The outstanding obligations under each September 2024 Note are convertible in whole or in part into shares of our common stock (the “Conversion Shares”) at a conversion price of $7.50 per share (subject to equitable adjustment for stock splits, stock dividends and the like with respect to our common stock after the Financing Closing) (the “Conversion Price”) at any time after the Financing Closing at the sole election of the Investor. The outstanding obligations under each September 2024 Note will automatically convert at the Conversion Price if (i) the Company or its subsidiaries consummate one or more additional financings for equity or equity-linked securities for at least $20 million in the aggregate or makes one or more significant acquisitions valued in the aggregate (based on the consideration provided by the Company and its subsidiaries) to be at least $20 million, (ii) the Investors holding a majority of the aggregate outstanding obligations under the September 2024 Notes expressly agree to convert all obligations under the September 2024 Notes or (iii) the our common stock trades with an average daily VWAP of at least $10.00 (subject to equitable adjustment for stock splits, stock dividends and the like with respect to our common stock after the Financing Closing) for ten (10) consecutive trading days.
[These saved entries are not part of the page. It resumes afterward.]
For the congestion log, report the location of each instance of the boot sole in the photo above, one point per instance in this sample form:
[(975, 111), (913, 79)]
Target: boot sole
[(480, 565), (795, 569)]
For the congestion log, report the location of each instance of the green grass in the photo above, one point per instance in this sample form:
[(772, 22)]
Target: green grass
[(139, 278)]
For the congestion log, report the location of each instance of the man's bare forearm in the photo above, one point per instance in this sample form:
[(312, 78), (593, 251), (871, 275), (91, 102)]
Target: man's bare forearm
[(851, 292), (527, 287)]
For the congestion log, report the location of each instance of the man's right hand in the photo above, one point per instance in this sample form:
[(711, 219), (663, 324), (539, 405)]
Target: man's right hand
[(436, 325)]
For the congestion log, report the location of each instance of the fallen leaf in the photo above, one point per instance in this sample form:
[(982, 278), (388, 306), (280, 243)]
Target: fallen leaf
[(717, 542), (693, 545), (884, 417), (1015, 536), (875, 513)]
The obligations under each September 2024 Note will also automatically convert in connection with a Brokerage Transfer, as described below.

 

The September 2024 Notes and the Conversion Shares are subject to a lock-up for a period of 6 months after the Financing Closing (subject to early release for a liquidation, merger, share exchange or other similar transaction that results in all of the Company’s stockholders having the right to exchange their equity holdings in the Company for cash, securities or other property, and subject to customary permitted transfer exceptions). The Transferred Shares are not be subject to any lock-up restrictions, but for a period of 6 months after the Closing they will be separately designated by the Transfer Agent and kept as book entry shares on the Transfer Agent’s records and will not be eligible to be held by DTC without the Investor first notifying the Company of its intent to transfer any such Transferred Shares to a brokerage account and/or to be held by DTC or another nominee (a “Brokerage Transfer”). If the Investor provides such notice or otherwise has any Transferred Shares subject to a Brokerage Transfer within 6 months after the Closing, a portion of the outstanding obligations under such Investor’s Note will automatically convert into a number of Conversion Shares equal to the number of Transferred Shares subject to such Brokerage Transfer, and the lock-up period for such Conversion Shares will be extended for an additional 6 months to 12 months after the Financing Closing. As of December 31, 2024, $250,000 in aggregate principal amount of the September 2024 Notes, together with associated interest, had automatically converted upon the occurrence of a Brokerage Transfer.

 

The Company reviewed the conversion feature granted in the notes under ASC 815 and concluded that the conversion price was based on a variable (enterprise value) that was not an input to the fair value of a “fixed-for-fixed” option as defined under FASB ASC Topic No. 815 – 40 and is therefore considered a conversion option liability that should be bifurcated from the debt host. As the fair value of the conversion option liability exceeded the net proceeds received, in accordance with ASC 470-20, the Company recorded the conversion option liability at fair value with the excess of the fair value over the net proceeds received recognized as a loss in earnings. See Note 14 “Fair Value Measurements” for further information.